И отвернулась к окну, не желая демонстрировать Пете предательски покрасневшее лицо.
— Я видел, как ты разъярилась.
— Они меня разозлили.
— Плевать на них… — Короткая пауза. — Ты должна знать, что я видел твою ярость и ценю те чувства, которые ты тогда испытала. — Машина остановилась у дома, но они оставались в креслах, не делая попыток выйти. И Саша больше не смотрела в окно, повернулась, поймав взгляд синих глаз Пети, и, глядя в них, слушала короткую, но честную исповедь: — У меня очень деловой отец, у которого очень много денег. С одной стороны, мне повезло: в моей жизни не было места проблемам. С другой — в ней не было места настоящим друзьям. Во всяком случае, таким, которые поддержат меня в безнадёжной драке.
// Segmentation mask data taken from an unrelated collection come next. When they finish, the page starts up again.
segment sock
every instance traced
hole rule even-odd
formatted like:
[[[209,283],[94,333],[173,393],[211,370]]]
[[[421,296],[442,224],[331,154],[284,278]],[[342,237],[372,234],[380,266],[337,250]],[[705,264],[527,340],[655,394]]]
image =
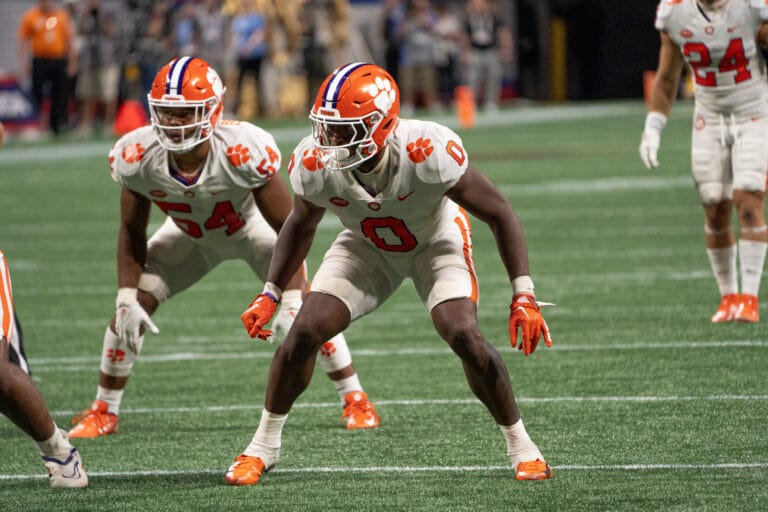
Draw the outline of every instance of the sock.
[[[259,428],[253,434],[251,444],[243,452],[249,457],[259,457],[264,466],[271,468],[280,458],[280,445],[283,435],[283,425],[288,419],[287,414],[274,414],[266,408],[261,411]]]
[[[37,444],[37,448],[40,450],[40,455],[46,457],[59,458],[62,455],[68,456],[72,450],[69,438],[63,430],[56,426],[56,423],[53,424],[53,435],[45,441],[35,441],[35,444]]]
[[[755,240],[739,240],[739,264],[741,265],[741,293],[757,297],[763,263],[768,243]]]
[[[720,249],[707,249],[709,263],[717,280],[720,295],[739,293],[739,285],[736,282],[736,245]]]
[[[349,377],[334,380],[333,385],[336,386],[336,392],[339,394],[342,403],[344,402],[344,397],[347,396],[347,393],[363,390],[363,386],[360,385],[360,379],[357,378],[357,373]]]
[[[99,386],[96,392],[96,400],[107,404],[107,412],[117,416],[120,414],[120,402],[123,400],[124,389],[107,389]]]
[[[544,460],[539,448],[528,437],[522,418],[514,425],[499,425],[499,428],[507,441],[507,455],[513,467],[516,468],[521,462]]]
— Мне это ничего не стоило, — через силу произнесла женщина.
— Мы оба знаем, что сейчас ты говоришь ерунду. — Петя улыбнулся и легко прикоснулся к Сашиной руке. — Я рад, что мы вместе.
* * *
Немногоквартирный жилой дом
Санкт-Петербург, улица Итальянская,
25 марта, пятница, 17.07
Ненавидеть человека? Есть в этом что-то… Ну, конечно же, не возвышенное: что может быть возвышенного в желании раздавить, уничтожить или хотя бы унизить? Нормальные люди такие чувства прячут, но тем не менее испытывают. Все мы не без греха, вот и получается, что есть в ненависти нечто естественное, от человеческого существа идущее, а значит, понятное. Неприятное, осуждаемое, но понятное. Люди ведь разные, иные такого натворят, что чувство жёсткое, изнутри огнём сжигающее, само собой к ним возникнет, как от него ни отказывайся. Чувства, они ведь разуму неподвластны. Они сами по себе. Иногда они наши двойники, а иногда — тени.
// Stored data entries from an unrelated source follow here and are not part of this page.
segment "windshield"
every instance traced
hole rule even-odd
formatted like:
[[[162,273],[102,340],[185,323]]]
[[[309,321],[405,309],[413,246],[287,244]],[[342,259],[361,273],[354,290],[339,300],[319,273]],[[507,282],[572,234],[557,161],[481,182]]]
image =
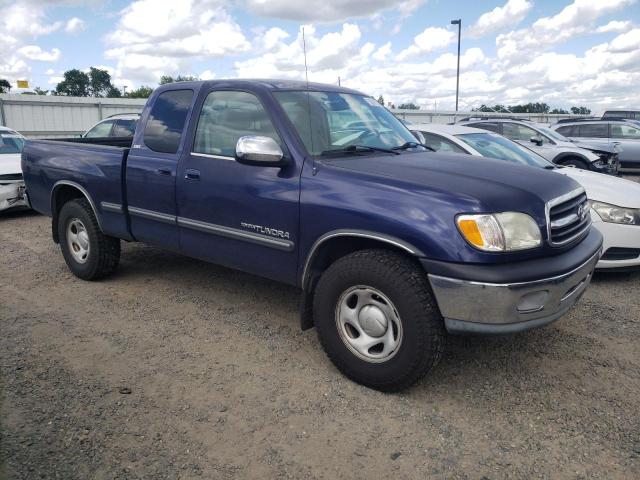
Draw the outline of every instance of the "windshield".
[[[492,133],[465,133],[456,135],[467,145],[478,151],[483,157],[508,160],[531,167],[548,168],[553,166],[540,155],[517,145],[508,138]]]
[[[335,155],[355,145],[389,149],[416,143],[411,132],[371,97],[306,91],[274,95],[311,155]]]
[[[0,132],[0,154],[20,153],[24,146],[24,137],[16,132]]]
[[[537,128],[542,133],[544,133],[547,137],[551,137],[551,138],[553,138],[555,140],[559,140],[561,142],[570,142],[571,141],[567,137],[562,135],[561,133],[558,133],[555,130],[551,130],[550,128],[547,128],[547,127],[537,127]]]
А иногда случается так, что кто-то ненавидит всех людей на свете. То есть абсолютно всех. Ненавидит за то… За то, что они есть. За то, что они успешные. За то, что они улыбаются. За то, что они могут ходить.
Последние два пункта приводили Альфреда Адольфовича Кега в полнейшее неистовство — то, что люди могут ходить. Бегать. Прыгать. Подниматься по лестницам и при этом смеяться. Радоваться жизни. Смеяться…
Но главное — могут ходить.
Могут.
Так же, как мог и он когда-то.
Карьера молодого Кега развивалась настолько успешно, насколько она вообще могла успешно развиваться у шустрого, не отягощённого моральными принципами человека в период распада гигантской и невероятно богатой Империи. Ловить рыбку в помутневших от крови и грязи водах огромной страны было не просто, а очень просто, и мудрый Альфред спешно примкнул к организованной группировке ленинградских демократов, с пеной у рта доказывающей согражданам необходимость срочной приватизации всего и вся. «Частная собственность сотворит чудо!» — уверяли Кег со товарищи, без устали расписывая кисельные берега, тянущиеся вдоль молочных рек. А затем, когда нужные федеральные законы были приняты, вчерашние ораторы уселись в кресла «приватизаторов» и радостно приступили к разделу гигантского пирога. Два года Кег торопливо пилил всё, до чего мог дотянуться, не веря собственному счастью и богатея не по дням, а по постановлениям. На первые роли не лез, но долю свою знал и брать не забывал. Обзавелся охраной. Дорогими привычками. Женой и двумя любовницами. Постепенно поверил, что сладкая жизнь продлится вечно, и стал вкладываться в недвижимость… И в какой-то миг позабыл, что приватизационные почвы куда опаснее болотных. А может, и не позабыл, может, обнаглел до предела, вот и подсунул на подпись постановление, которое вышло боком авторитетным людям. Случилось недопонимание, и в роскошный шестисотый «Мерседес» девятого советника пятого помощника заместителя начальника отдела департамента имущества подложили бомбу. Погиб водитель и оба охранника, Альфред уцелел, но после полуторагодового лечения оказался в инвалидном кресле. И здорово изменился. Точнее, изменение было всего одно: Кег растерял амбиции и вкус к жизни. Говоря проще, сломался. Полтора года в больницах оставили бывшего девятого советника не у дел: мест у кормушки много, но желающих припасть к волшебному источнику личного благосостояния ещё больше, так что обратно Альфреда никто не ждал. Тем более калеку. Тем более участника бандитской разборки. Сладкая жизнь закончилась, едва начавшись.